All’s not well in the DMK. It has been so for a while, but as the campaign for the assembly election in Tamil Nadu peaks, tensions within the Karunanidhi family are spilling over. DMK chief M. Karunanidhi’s elder son M.K. Alagiri told this newspaper that his father’s party did not know to use his skills. He will not vote for any party this time, he said. A day earlier, the 91-year-old Kalaignar had announced that he would head the government if the DMK was voted to office and that his son and heir, M.K. Stalin, would need to wait his turn.
Stalin, 63, is the face of the DMK campaign and the prince-in-waiting has dropped hints of wanting to be king.
At the heart of the DMK’s crisis is the shrinking of a party that originated in a mass movement that upheld the ideology of social justice.
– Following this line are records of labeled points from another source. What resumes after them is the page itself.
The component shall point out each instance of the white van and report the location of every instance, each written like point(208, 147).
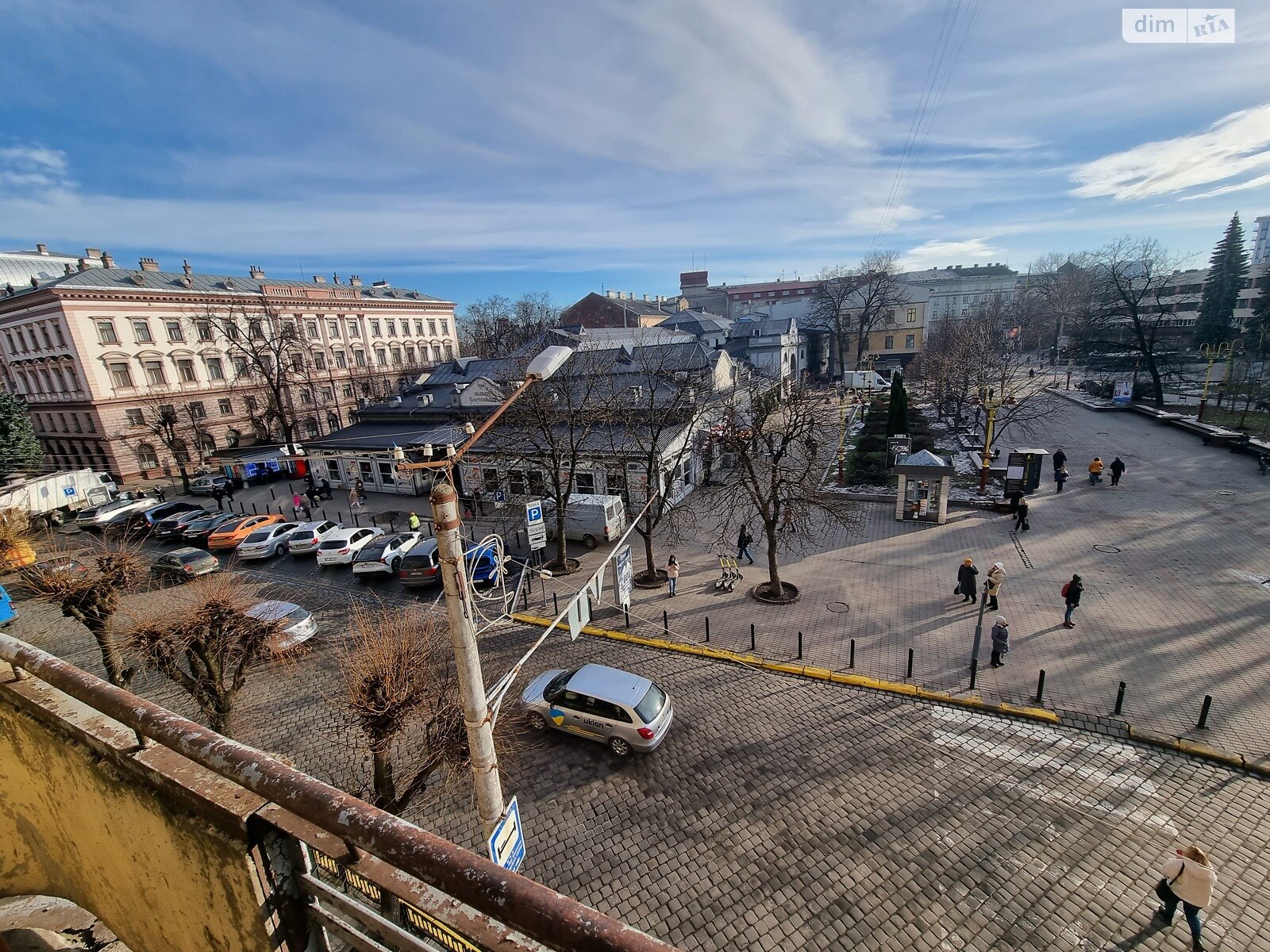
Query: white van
point(588, 520)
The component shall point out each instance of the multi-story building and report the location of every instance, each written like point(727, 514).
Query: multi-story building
point(105, 355)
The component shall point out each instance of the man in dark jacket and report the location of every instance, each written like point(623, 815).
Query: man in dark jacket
point(1072, 598)
point(967, 582)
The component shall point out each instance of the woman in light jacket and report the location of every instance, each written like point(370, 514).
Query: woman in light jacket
point(1189, 879)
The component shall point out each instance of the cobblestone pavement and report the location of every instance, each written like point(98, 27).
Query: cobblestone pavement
point(1176, 597)
point(784, 814)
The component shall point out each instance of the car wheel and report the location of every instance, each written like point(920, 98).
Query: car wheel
point(619, 747)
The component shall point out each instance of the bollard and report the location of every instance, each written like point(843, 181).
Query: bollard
point(1203, 712)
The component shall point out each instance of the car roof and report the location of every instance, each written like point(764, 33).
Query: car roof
point(609, 685)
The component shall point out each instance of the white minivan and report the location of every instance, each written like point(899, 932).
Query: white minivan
point(590, 520)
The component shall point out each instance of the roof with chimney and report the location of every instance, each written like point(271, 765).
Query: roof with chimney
point(148, 277)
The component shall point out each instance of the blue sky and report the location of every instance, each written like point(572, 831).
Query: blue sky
point(489, 146)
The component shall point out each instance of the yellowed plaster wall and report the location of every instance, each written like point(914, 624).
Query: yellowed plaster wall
point(74, 825)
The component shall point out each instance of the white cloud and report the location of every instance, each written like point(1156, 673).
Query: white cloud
point(937, 254)
point(1235, 146)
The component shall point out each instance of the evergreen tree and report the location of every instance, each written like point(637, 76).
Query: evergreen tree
point(1227, 270)
point(19, 448)
point(897, 414)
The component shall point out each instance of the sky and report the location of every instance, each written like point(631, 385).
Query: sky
point(501, 146)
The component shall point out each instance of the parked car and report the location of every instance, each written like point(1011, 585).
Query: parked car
point(146, 520)
point(232, 533)
point(267, 541)
point(308, 536)
point(173, 526)
point(197, 531)
point(341, 546)
point(383, 556)
point(207, 486)
point(112, 513)
point(619, 708)
point(184, 562)
point(590, 520)
point(296, 625)
point(421, 566)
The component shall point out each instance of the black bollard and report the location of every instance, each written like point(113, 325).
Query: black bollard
point(1203, 712)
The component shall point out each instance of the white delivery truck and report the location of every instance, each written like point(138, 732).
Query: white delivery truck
point(865, 380)
point(588, 520)
point(59, 495)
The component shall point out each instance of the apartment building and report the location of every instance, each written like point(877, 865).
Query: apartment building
point(101, 352)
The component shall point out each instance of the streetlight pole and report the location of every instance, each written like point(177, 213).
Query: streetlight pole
point(1213, 355)
point(487, 785)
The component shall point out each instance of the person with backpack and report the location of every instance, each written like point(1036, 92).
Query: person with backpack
point(1071, 598)
point(967, 584)
point(1187, 879)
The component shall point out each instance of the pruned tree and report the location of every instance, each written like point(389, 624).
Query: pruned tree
point(402, 692)
point(19, 447)
point(210, 647)
point(772, 436)
point(664, 395)
point(93, 597)
point(1133, 314)
point(498, 327)
point(851, 302)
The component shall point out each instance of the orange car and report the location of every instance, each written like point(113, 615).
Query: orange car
point(234, 532)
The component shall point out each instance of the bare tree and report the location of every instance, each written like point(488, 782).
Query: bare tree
point(93, 597)
point(400, 689)
point(851, 302)
point(772, 435)
point(1132, 314)
point(209, 647)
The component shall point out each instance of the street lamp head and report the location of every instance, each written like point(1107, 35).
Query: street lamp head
point(548, 362)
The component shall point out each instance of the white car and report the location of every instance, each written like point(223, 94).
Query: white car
point(267, 541)
point(305, 539)
point(295, 624)
point(383, 556)
point(341, 546)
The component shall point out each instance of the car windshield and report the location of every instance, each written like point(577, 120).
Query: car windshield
point(651, 706)
point(556, 687)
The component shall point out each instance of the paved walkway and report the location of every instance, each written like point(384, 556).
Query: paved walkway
point(1176, 602)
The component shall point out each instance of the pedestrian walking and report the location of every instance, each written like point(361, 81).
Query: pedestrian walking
point(967, 583)
point(1000, 641)
point(1071, 598)
point(1187, 879)
point(1022, 517)
point(1117, 471)
point(996, 579)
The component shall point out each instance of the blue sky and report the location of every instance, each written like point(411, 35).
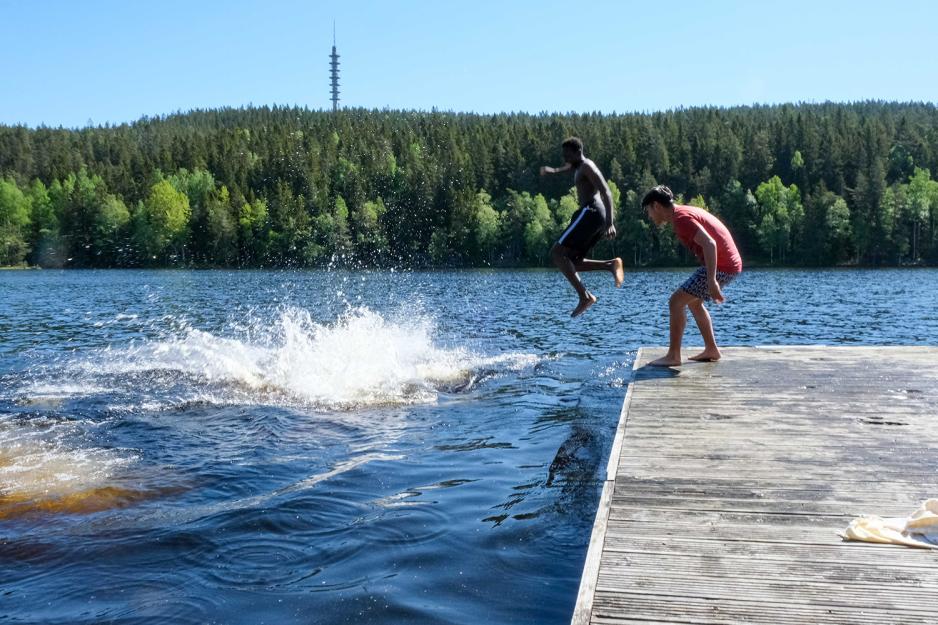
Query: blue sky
point(65, 63)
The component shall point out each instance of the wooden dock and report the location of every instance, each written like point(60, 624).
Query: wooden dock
point(729, 482)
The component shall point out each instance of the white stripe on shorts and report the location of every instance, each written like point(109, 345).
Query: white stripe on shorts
point(572, 226)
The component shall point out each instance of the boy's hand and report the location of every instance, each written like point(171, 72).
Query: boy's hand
point(715, 292)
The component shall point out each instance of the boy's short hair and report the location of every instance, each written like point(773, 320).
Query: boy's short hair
point(661, 194)
point(573, 143)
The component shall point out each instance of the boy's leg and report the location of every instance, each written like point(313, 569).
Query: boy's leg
point(679, 301)
point(562, 257)
point(613, 266)
point(711, 352)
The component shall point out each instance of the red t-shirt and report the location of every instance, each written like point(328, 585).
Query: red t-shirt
point(686, 220)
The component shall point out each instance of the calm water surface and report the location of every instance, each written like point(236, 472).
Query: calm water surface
point(330, 447)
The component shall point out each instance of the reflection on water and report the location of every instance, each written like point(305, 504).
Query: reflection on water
point(342, 447)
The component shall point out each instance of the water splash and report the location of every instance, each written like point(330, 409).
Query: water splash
point(361, 359)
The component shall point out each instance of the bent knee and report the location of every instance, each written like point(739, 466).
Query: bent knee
point(679, 299)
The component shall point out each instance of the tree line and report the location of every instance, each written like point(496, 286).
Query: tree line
point(805, 184)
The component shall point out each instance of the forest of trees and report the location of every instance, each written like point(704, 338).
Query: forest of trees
point(807, 184)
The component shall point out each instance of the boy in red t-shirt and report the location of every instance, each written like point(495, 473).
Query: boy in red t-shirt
point(712, 243)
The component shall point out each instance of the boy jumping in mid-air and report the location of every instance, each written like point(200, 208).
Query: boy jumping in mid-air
point(712, 243)
point(589, 224)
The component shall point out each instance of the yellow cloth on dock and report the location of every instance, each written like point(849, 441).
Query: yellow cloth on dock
point(918, 530)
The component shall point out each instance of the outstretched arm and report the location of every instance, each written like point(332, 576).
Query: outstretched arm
point(600, 183)
point(555, 170)
point(709, 246)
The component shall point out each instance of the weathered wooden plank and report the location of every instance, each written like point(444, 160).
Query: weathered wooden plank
point(733, 479)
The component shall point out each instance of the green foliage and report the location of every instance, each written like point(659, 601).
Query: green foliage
point(161, 222)
point(812, 183)
point(14, 220)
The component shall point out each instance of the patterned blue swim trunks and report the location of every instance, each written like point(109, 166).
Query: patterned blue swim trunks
point(696, 285)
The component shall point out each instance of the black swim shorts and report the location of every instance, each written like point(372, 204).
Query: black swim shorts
point(586, 228)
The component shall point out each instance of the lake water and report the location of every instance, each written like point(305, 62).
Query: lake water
point(340, 447)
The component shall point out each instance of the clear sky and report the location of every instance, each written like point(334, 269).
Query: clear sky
point(68, 62)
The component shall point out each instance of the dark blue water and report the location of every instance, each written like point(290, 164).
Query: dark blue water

The party split in the 1990s over the successor question. Vaiko and his followers had to leave the DMK when Stalin’s ascent to the top of the party became imminent. Even earlier, sibling rivalry had forced Karunanidhi to dispatch Alagiri to Madurai in south Tamil Nadu to avoid a clash between the brothers. Stalin stayed on in Chennai, became the city mayor and went on to hold ministerial positions in the Karunanidhi government. The fiefs of the brothers were clearly demarcated and Alagiri lorded over the DMK in the southern districts for more than three decades. His unconventional methods helped win the party a few elections but the strong-arm methods have harmed it in the long run. With factions emerging around family members, loyalty to the leader has trumped ideological fidelity as the main qualification to rise in the DMK.
Kalaignar might feel that he needs to be at the helm to steer it or the ship will be lost in the choppy waters of Tamil politics. Few doubt his capabilities as an administrator. But his plea for another term in the CM’s office may be seen as a lack of trust in his party and successor.